# Terrible Weather Report



## captmikestarrett (Apr 28, 2004)

It rained and it blew and then the temps dropped.. Hours after launching the rain finally eased up and stopped. Wind was fierce and changing directions all day. When the sun came out at the end of the tide we caught a fish or two. May have got 25 crappie today and 6 catfish. Three YP and most where too small to keep. Kept a couple of the good size ones. Tough day and now a hot cup of coffee will make the chill go away. 










Capt Mike


----------



## Big Rad (May 19, 2003)

Thanks for your reports Captain!


----------



## turboandy (May 30, 2000)

Capt. Mike, you are making me jealous. I still have another week 'til my first charter of the year.
BTW, has the economy hurt your booking any ?


----------



## captmikestarrett (Apr 28, 2004)

Right now I have maybe 6 days open till Sept..after that I have many days open.

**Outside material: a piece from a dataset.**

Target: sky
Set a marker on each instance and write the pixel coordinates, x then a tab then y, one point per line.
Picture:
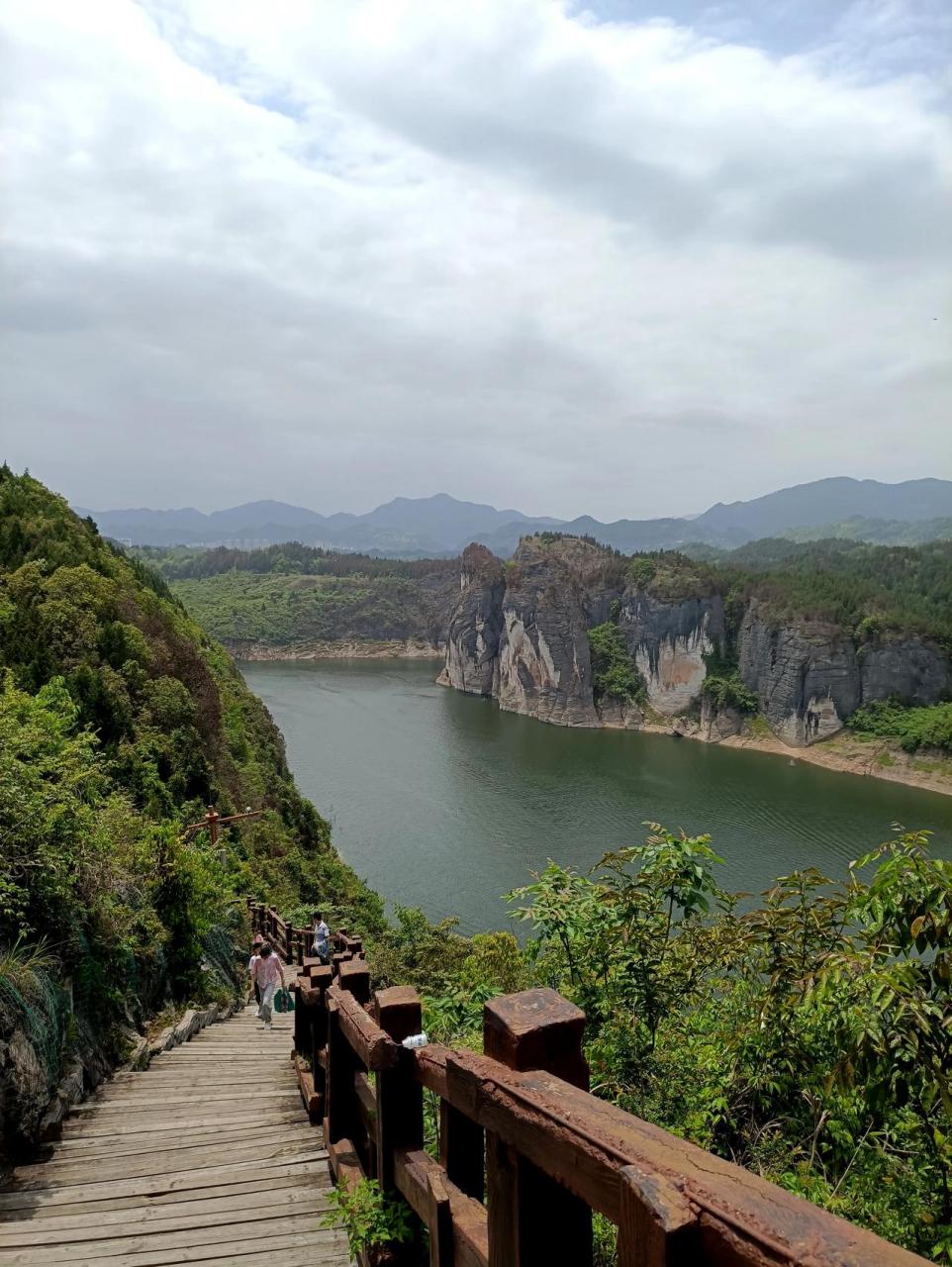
623	260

No the economy issues have not affected me. I find three things that people still spend money on is entertanment/ services/ and booze. If I owned a liquor store I would have all three..

Capt Mike


----------



## turboandy (May 30, 2000)

captmikestarrett said:


> Right now I have maybe 6 days open till Sept..after that I have many days open.
> 
> No the economy issues have not affected me. I find three things that people still spend money on is entertanment/ services/ and booze. If I owned a liquor store I would have all three..
> 
> Capt Mike


Damn, I could retire if I had a book like yours !


----------



## RuddeDogg (Mar 20, 2004)

Nice work.


----------